Sunday, May 9, 2010

A Mother

A challenging day it is, Mother's Day. With my mother's recent diagnosis of thyroid cancer, my relationship with her has come to the forefront of my mind.

She made it through the surgery well, and had some of her lymph nodes removed also, which they will send off for evaluation.

She will have radioactive iodine at some point as well, and begin a thyroid hormone supplement. Hopefully, she will completely recover and be cancer-free.

But it's amazing how the c-word can change your perspective.

My mom and I have been close at some times, at other times, not. Since my father was a very angry man and largely incapable of maintaining a healthy relationship with me during my growing-up years, she was the one I was closest to. But I came to realize over time that the codependent relationship she had with my dad was what met her needs also. And it determined how she related to everyone - including me.

Sadly, I became angry with her some over the years. Mostly later, after I'd been married awhile. She was all I had when I lived at home, other than my younger brother. And he depended on me.

Only recently have I been learning how to be a different person - I have found myself learning to be a better friend, learning how to accept myself and enjoy the company of others, how to reach out to someone when I am sad or need help. Unfortunately, my mom is just learning these lessons now. I am very glad that she is, but it has been difficult learning them for myself.

However, I am very grateful that she is my mother. I told her this weekend, you mean more to me now than ever, after all my experiences with infertility.

I wept when my dad left for awhile, and I was left in her room alone.
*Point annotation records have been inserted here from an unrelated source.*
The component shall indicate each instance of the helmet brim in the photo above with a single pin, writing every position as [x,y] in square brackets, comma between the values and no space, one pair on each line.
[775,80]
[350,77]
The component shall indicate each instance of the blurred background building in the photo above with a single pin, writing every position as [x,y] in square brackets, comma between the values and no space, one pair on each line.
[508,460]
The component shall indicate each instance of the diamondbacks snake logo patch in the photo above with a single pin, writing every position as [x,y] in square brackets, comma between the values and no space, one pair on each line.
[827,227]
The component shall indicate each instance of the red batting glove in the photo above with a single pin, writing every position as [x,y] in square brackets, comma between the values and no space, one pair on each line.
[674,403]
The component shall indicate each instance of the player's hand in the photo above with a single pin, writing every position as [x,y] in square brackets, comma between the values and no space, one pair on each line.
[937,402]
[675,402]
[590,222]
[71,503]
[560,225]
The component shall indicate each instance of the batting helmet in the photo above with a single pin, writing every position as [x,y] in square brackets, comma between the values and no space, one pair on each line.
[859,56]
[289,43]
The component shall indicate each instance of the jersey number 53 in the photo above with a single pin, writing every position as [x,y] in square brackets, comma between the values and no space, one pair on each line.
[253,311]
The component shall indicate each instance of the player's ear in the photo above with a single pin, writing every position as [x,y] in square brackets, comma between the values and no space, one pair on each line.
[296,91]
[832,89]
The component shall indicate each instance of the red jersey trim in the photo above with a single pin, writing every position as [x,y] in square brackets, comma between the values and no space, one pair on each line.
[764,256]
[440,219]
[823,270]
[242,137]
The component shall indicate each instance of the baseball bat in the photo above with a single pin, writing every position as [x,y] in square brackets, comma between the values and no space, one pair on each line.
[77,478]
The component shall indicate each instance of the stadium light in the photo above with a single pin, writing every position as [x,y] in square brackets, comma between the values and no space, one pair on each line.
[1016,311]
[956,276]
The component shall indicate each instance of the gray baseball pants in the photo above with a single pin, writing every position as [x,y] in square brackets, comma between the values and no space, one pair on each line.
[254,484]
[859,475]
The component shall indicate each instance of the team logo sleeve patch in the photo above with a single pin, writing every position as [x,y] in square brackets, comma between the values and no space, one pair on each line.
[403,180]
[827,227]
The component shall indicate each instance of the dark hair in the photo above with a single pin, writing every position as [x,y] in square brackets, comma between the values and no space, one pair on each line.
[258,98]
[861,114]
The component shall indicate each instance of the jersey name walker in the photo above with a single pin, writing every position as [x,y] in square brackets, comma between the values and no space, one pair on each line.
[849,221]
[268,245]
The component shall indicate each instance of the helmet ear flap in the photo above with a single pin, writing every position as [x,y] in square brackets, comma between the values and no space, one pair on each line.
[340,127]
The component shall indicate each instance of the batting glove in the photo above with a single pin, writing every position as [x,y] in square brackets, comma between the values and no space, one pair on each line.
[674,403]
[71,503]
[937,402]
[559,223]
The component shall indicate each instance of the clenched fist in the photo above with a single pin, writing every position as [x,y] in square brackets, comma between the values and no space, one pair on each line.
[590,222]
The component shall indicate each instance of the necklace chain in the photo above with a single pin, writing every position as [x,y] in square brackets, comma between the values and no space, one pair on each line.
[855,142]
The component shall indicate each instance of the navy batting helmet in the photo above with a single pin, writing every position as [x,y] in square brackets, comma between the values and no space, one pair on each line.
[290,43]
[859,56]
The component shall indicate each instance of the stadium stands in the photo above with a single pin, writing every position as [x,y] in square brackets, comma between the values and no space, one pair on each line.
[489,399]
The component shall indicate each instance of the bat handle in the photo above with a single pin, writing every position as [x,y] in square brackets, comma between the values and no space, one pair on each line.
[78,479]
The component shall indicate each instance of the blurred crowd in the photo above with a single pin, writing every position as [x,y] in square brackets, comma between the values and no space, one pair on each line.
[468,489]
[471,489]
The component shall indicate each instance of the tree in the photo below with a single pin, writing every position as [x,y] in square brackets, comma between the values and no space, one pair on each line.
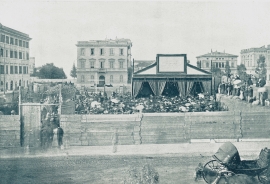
[129,74]
[198,64]
[215,71]
[227,68]
[241,71]
[49,71]
[73,72]
[260,69]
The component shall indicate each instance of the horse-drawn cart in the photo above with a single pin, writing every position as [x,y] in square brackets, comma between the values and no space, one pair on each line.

The scar on her neck where her thyroid was removed was so painful for her, and to look at her hurting, to want to take her pain upon myself - oh, to be able to. There is nothing as painful as watching one you love suffer.

I stayed overnight at the hospital with her, and I am so glad that I could. My coworkers worked for me so my DH could drive me the 4 hours to be with her that day. The nurses were kind to her, and I helped her whenever I could. I filled her ice pack that was wrapped around her neck to soothe the incision.

God is able to work through any life experience, from the most serious to the most mundane. His ways are higher than our ways, His thoughts are higher than our thoughts (Isaiah 55:8-9). He spoke to me many times over this last week, revealing how he wants me to see Him. And how he wants me to see my mother.

I may not have done it the same way, but she always tried to do the best she could.

And for that, I am grateful she is my mother.